The shop door opened and closed, and, like the flicker of flame, a woman appeared. She was holding a topaz in her hand.
“You beast,” Bonny said. “Undergrown sow.” She looked ready to murder, and Tasmin stepped forward, prepared to stop her.
“Not hard to assume who you are,” Tasmin said.
Franny Harker was radiating power, but Tasmin could not tell if it was real power, or a veneer meant to puff her up, make her look bigger and more frightening than she really was. Tasmin heard the sprites screaming as they fought and saw that the Skellitt was pinned to the floor by invisible hands, but Franny did not seem to care.
“You should leave.” Tasmin was considering her options. She was not good at throwing spells, her magic needed time.

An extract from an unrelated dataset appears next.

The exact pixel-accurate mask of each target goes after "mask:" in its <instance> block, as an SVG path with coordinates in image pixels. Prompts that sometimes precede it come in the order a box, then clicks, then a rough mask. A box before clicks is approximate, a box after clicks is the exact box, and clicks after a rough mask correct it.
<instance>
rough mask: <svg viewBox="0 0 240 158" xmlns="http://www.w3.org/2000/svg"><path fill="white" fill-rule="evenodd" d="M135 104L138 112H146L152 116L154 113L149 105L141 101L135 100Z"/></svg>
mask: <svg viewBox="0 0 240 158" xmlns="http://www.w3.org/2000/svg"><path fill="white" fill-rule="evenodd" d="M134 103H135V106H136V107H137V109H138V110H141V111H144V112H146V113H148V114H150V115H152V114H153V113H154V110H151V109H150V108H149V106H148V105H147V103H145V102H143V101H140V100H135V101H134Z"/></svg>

Franny sniffed the air. “You’ve just conducted the mating spell. The feel of it lingers. Clever girl, so you do know the truth. I thi
nk you should do it again. It will be ever so much faster, since traces of the last are still in the ether.”
“Why?” Tasmin asked. “Has no one told you where your true intended waits?”
She smiled sweetly. “I’ve been married for ages, and happily. But you are the one I am thinking of, my dear. It’s an ever so convenient and direct way of seeing into one’s future.”
She wanted to deny the woman, but at the same time she was terrified that something terrible was happening to William. She filled the bowl again, and followed the ritual with shaking hands.
The spell was not elegantly done. She slashed her finger terribly, dripping blood everywhere. But the pink water settled, and she saw William sitting on the roof next to Andrew, talking to him, his hand on the back of his brother’s neck, rubbing gently.
A shadow fell across them, and William looked up, annoyed. His eyes dropped to the barrel of a pistol that Tasmin could just see at the edge of the vision. He stood, took a step forward. His lips moved, but there was no sound; even still, she could tell he was taunting the other man, daring him.
Franny rested her chin on her hand as she stared into the water. “My timing is, as ever, exceptional.” She tapped the table. “If you give me the Heart of Ithalia, William and his little brother get to go free. If you don’t, they both die and Eric Lavoussier disappears without a trace.”
“I would if I could, but I have no idea of what you speak.” Tasmin looked at Bonny. The woman’s eyes were casting around for something to use as a weapon. She wished she could lock the wench in a closet and handle this by herself.
“Is this true?” Franny asked her sprite, who still struggled on the floor.
The body seemed to change color to red. “Lies oomans,” it said.
“See? You can’t afford to waste my time like this.”